Je suis Flora, une fleur coupée, fanée, séchée. Une fleur admirée et choyée, une fleur trop arrosée et délaissée. Une fleur presque morte, dans un joli vase. Mais pas tout à fait. Il reste un peu de sève, un peu de vie, un peu d’envie. Envie de fuir et d’oublier, leurs corps, leurs mots, leurs envies répugnantes et toutes les excuses qu’ils se donnent. Envie de vivre encore.

Il faut partir. Prendre quelques affaires, le strict minimum, ce qui tiendra dans un sac. Mes papiers, quelques vêtements, et… Et rien. Je n’ai rien, de toute façon. Cette chambre est aussi vide que moi. Une chambre miteuse et sans âme. Je n’y laisse que draps froissés et vêtements arrachés, capotes usagées et rêves abandonnés.

Partir. Loin de cette ville et de cette vie, sordides, loin des hommes qui passent et repassent pour une passe. Loin de celui qui m’a tant promis et de tous ceux qui ont tant joui.

Partir, vite. Avant le prochain client, avant le jour, avant le matin gueule de bois et la nuit gueule cassée. Partir très vite, avant qu’ils ne se rendent compte du vase vide et de la fleur envolée.

Partir et ne jamais revenir. Compteur à zéro et mémoire effacée, plus rien à garder et tout à espérer.

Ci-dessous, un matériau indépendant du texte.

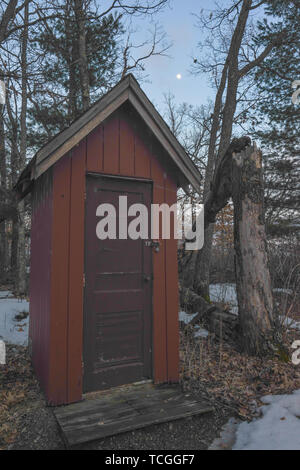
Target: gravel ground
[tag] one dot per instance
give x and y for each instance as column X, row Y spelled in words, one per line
column 26, row 422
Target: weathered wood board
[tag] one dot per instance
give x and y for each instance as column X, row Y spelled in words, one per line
column 125, row 409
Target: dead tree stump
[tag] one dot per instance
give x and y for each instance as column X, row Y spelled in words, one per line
column 253, row 281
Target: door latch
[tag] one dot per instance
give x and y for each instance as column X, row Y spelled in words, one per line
column 155, row 244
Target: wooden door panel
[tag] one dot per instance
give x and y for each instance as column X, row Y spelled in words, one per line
column 118, row 294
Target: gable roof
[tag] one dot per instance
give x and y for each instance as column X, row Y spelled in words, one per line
column 127, row 89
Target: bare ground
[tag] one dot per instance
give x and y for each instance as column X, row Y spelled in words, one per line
column 230, row 381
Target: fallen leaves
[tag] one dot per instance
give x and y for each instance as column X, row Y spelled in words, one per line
column 18, row 387
column 231, row 378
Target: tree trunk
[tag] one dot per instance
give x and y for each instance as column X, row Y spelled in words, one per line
column 3, row 183
column 20, row 286
column 230, row 75
column 253, row 281
column 239, row 175
column 83, row 62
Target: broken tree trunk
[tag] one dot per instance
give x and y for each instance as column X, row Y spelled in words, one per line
column 239, row 176
column 253, row 281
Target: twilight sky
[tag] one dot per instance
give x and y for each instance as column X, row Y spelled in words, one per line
column 179, row 24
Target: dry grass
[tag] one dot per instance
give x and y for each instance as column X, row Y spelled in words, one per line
column 231, row 378
column 18, row 390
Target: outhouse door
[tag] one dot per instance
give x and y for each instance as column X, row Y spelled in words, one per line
column 118, row 291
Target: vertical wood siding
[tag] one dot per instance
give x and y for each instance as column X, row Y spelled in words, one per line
column 40, row 276
column 123, row 146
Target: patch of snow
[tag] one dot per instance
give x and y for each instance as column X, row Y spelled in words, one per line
column 2, row 353
column 186, row 318
column 224, row 293
column 11, row 330
column 4, row 294
column 278, row 429
column 227, row 437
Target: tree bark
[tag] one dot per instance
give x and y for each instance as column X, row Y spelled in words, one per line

Je suis prête. J’attends sagement, confiante, sereine. Florent va venir me chercher. Je l’ai appelé il y a une heure, je tremblais, je pleurais, je suffoquais, et il a simplement répondu : « J’arrive ».

Florent est en route, il va bientôt arriver, je le sais. La voix ensommeillée et les yeux fatigués, il sera là, parce que je l’ai appelé, parce qu’il a décroché, parce qu’il m’a écoutée.

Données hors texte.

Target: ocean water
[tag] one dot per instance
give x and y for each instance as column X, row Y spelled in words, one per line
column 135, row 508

Florent va m’emmener et me sauver, nous irons n’importe où, à l’hôpital ou à l’hôtel, n’importe où mais loin de tout. J’oublierai la fleur sur le fumier, les fleurs et les fumiers, les odeurs mélangées et les pétales tombées. J’oublierai le premier homme et le dernier, leurs haleines chargées et leurs corps excités. J’oublierai le sale et le laid.

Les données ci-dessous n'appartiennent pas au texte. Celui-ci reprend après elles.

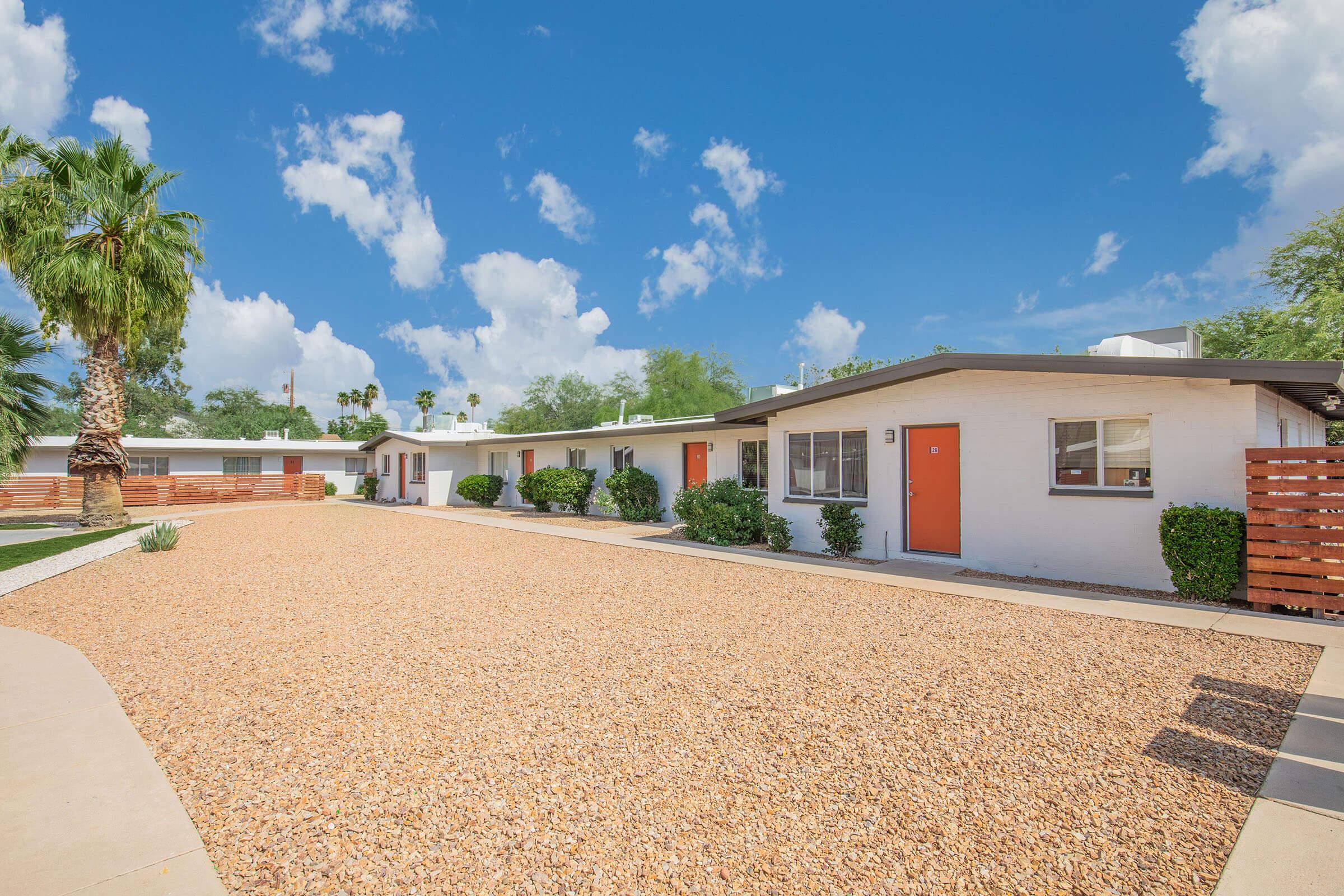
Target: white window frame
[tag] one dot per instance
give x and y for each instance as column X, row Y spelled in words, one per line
column 812, row 454
column 743, row 445
column 139, row 461
column 236, row 459
column 1101, row 453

Je ferme les yeux. Noir, tout est noir, mais il reste l’espoir. Espoir de la beauté et de la vie apaisée.

J’ouvre les yeux. Dehors, la lueur des phares surgit silencieusement. Dehors, ma vie m’attend, elle est tout près, je peux bientôt la toucher.

La lumière est toute proche, je sursaute et bondis, les phares se rapprochent, je cours et m’envole, carcasse contre caboche, je vole et retombe. Fleur tombée piétinée. Ce n’était pas Florent.